Saturday, February 1, 2020

The Assessment


Back in October, I requested an assessment from a different hospice company. I was thinking about switching for a variety of reasons. I didn't end up doing that, because his current hospice company nurse started talking about discharging ("graduating") him from hospice at the end of his term. He apparently wasn't "going downhill fast enough" to stay on hospice, or so she said. Yes, I know. Isn't that a fine way to put things to a person's spouse?

Anyway, I was standing in the living room, chatting with the assessing company's nurse and case manager when someone came up behind me and bumped into me, as if on purpose to get my attention. Of course, I figured it was one of the residents, so I turned around with a half-smile on my face, prepared to be pleasant. I know. Most people don't have to "prepare" to be pleasant. Bear with me.

It wasn't just some other resident, though. It was my man, and he me to notice him. He stood very close to me, looked deep into my eyes, flirted with me, held me, kissed me. He was present in the moment, and I wasn't going to miss that! He was, in his own way, asking me to spend time with him. It was like he was asking for a date, and I sure wasn't going to say no. He knew me, and he liked me, and he wanted to be with me. Oh!

So, ignoring the hospice folks, I allowed him to pull me away, dance with me slowly to the music that was playing, and then walk with me, hand in hand, across the room. Tears of joy were leaking out of my eyes, and the case manager handed me some Kleenex. She was crying, too, and so was every other cognizant person in the place.

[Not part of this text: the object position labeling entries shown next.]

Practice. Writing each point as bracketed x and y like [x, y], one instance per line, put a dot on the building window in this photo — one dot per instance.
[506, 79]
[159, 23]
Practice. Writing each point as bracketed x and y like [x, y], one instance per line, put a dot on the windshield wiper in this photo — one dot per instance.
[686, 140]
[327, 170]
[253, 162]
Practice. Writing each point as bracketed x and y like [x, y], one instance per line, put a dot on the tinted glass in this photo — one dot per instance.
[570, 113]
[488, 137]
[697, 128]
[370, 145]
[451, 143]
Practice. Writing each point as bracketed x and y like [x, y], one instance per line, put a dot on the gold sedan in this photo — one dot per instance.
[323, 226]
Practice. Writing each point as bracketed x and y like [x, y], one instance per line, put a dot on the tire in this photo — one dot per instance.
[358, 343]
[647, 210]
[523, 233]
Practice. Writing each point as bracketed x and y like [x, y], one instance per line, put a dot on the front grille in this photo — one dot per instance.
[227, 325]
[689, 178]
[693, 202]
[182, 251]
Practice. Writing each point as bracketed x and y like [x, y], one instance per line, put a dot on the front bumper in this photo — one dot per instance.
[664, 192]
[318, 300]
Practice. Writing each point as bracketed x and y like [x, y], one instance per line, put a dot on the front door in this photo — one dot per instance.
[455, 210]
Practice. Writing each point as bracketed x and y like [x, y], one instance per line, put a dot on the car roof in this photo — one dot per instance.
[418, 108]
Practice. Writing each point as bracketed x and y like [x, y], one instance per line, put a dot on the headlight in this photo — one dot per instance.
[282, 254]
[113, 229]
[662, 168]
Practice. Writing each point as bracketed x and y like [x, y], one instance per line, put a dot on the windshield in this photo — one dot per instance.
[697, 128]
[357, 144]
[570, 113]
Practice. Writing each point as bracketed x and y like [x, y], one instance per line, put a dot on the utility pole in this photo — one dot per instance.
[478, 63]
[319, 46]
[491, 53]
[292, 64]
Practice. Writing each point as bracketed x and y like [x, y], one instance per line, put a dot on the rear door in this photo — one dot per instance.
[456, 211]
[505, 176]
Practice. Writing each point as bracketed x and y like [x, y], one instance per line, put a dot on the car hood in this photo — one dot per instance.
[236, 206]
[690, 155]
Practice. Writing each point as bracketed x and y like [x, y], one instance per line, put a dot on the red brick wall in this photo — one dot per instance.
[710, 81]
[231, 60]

It was a beautiful moment, one of those gifts I talk about every once in a while. But it was months ago. Months of being told he's about to graduate, only to have him still be on hospice. It isn't as though he's getting better! This week, again, I was informed that his discharge was imminent and to prepare to transfer him back to home health ("home health" does not mean "at home" in this case. It means a nurse visits him in the care facility). I took the bull by the horns, contacted the VA, completed the home health evaluation, arranged for a hospital bed (because the bed he's in belongs to the hospice company), and had all my ducks in a row.

Yesterday, I got a call from the hospice nurse. They've decided he still qualifies, after all, and will review his case again in two months. And so it goes.